Hiked for nepal: Champadevi Hills

On 12th Nov, I joined the amazing folks from Hike For Nepal for a day hike to Champadevi Hills. It was a great hike with a nice weather accompanied with some beautiful landscapes. Perfect recipe for a good hike.

Chamadevi Hills

Like every other hikes, this one also helped me think deeply and contemplate about a number of things. Among them, most of my energy was spent on thinking about the hike itself. Meta Thinking BAMM!!! Most of it was directed towards how can we use Hike for Nepal to create some positive impact, possibly in the hiking location, during the hike. How can we bring some positive change, slowly and steadily.

One of the things that I noticed, the hike was full of well educated Nepalese who were decently well off (approximately 1 out of 5 had a DSLR, everyone had a pretty good camera phone). This was a great group of people, possibly a specific group that could do a lot for the community. Another topic that bugged me considerably during the hike was all the plastic packaging that was littered over the place. It was sad, how ignorant we have been towards our environment. From Wai-Wai packets to empty bottles everywhere. The first thing that we could definitely do to fight this is by cleaning the mountains and hills during our hikes. I did my part during the hike and we did something similar in one of our hikes in the Bavarian Alps.

The question that I would like to ask is, how can we scale this idea of cleaning the mountains during our hike? How do we scale it from one person to the whole group. The biggest benefit of this would be that hikers would learn to clean the mountains and take back their own garbage with them. Thus, ensuring the mountains to be clean, the nature to be serene and experiences to be breathtaking.
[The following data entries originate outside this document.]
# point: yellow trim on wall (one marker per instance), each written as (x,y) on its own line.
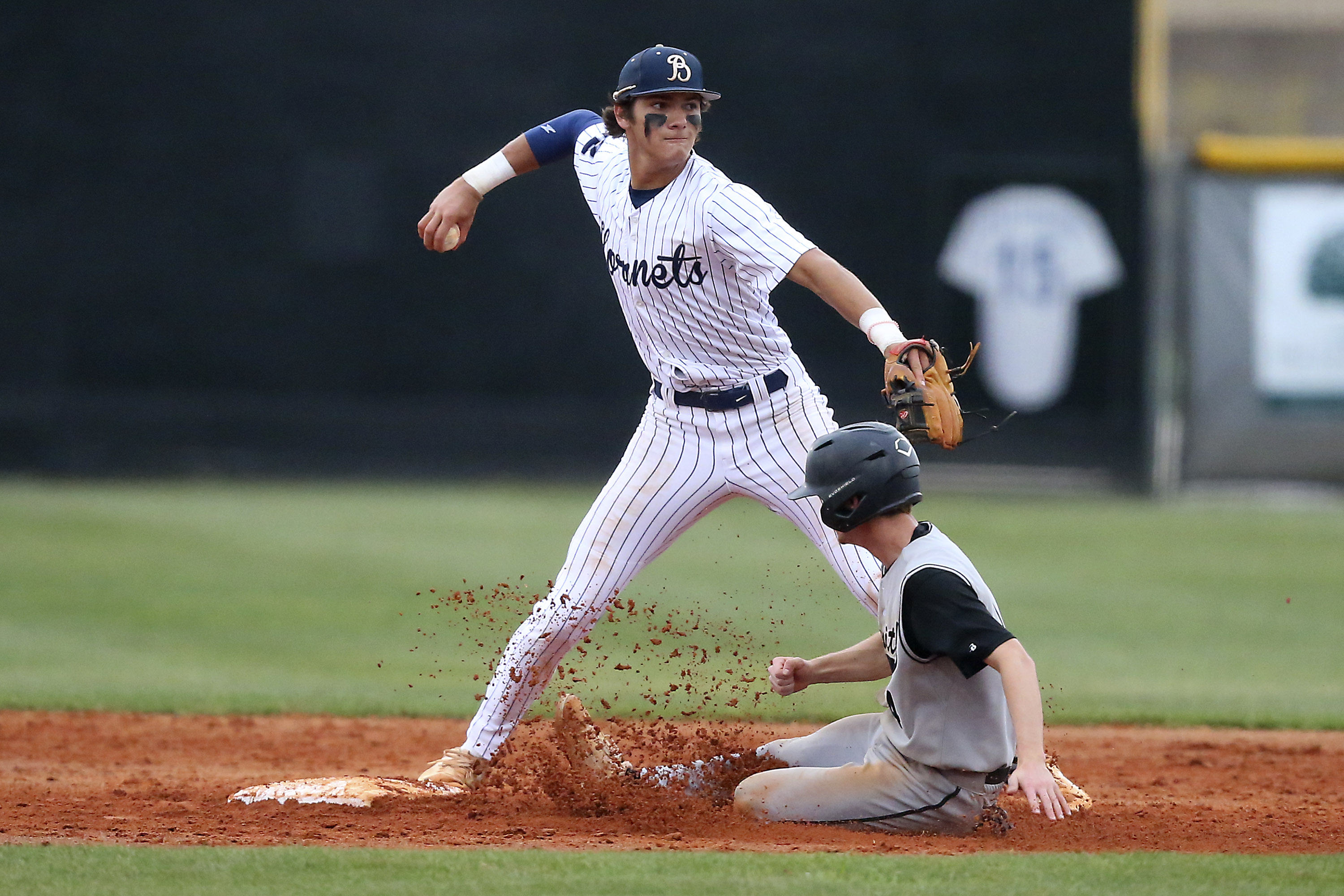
(1236,152)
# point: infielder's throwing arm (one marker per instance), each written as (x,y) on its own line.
(732,410)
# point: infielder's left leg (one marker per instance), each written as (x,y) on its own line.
(771,443)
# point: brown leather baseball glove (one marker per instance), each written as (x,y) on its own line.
(929,413)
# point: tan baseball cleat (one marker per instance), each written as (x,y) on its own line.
(456,769)
(1076,797)
(582,743)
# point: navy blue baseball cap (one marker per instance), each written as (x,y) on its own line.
(662,70)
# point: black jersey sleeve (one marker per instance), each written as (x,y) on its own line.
(943,617)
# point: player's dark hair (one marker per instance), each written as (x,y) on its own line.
(615,128)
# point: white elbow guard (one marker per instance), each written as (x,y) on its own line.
(881,330)
(490,174)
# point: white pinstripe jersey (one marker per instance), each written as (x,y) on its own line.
(693,268)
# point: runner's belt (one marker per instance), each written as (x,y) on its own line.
(725,400)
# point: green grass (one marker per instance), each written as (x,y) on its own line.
(285,597)
(293,871)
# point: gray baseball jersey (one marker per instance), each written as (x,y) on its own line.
(936,714)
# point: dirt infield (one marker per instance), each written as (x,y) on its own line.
(164,780)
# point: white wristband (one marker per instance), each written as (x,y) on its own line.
(490,174)
(881,330)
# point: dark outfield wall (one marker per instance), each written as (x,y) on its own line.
(207,246)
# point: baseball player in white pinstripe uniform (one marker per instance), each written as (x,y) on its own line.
(732,412)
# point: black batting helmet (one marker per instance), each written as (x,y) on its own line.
(873,461)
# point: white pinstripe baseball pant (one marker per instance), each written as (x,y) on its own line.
(681,464)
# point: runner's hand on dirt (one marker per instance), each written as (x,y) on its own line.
(1039,788)
(787,675)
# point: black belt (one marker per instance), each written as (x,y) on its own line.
(725,400)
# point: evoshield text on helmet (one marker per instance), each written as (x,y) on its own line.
(870,461)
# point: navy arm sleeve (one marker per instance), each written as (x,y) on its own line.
(556,139)
(943,617)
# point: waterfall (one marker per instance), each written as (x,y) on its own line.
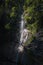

Finally, I would like to remind one of the rules from the Golden Rules for Living

If you open it, close it.
If you turn it on, turn it off.
If you unlock it, lock it up.
If you break it, admit it.
If you can’t fix it, call in someone who can.
If you borrow it, return it.
If you value it, take care of it.
If you make a mess clean it up.
If you move it, put it back.
If it belongs to someone else and you want to use it, get permission.
If you don’t know how to operate it, leave it alone.
If it’s none of your business, don’t ask questions.
If it ain’t broke, don’t fix it.
If it will brighten someone’s day, say it.
If it will tarnish someone’s reputation, keep it to yourself.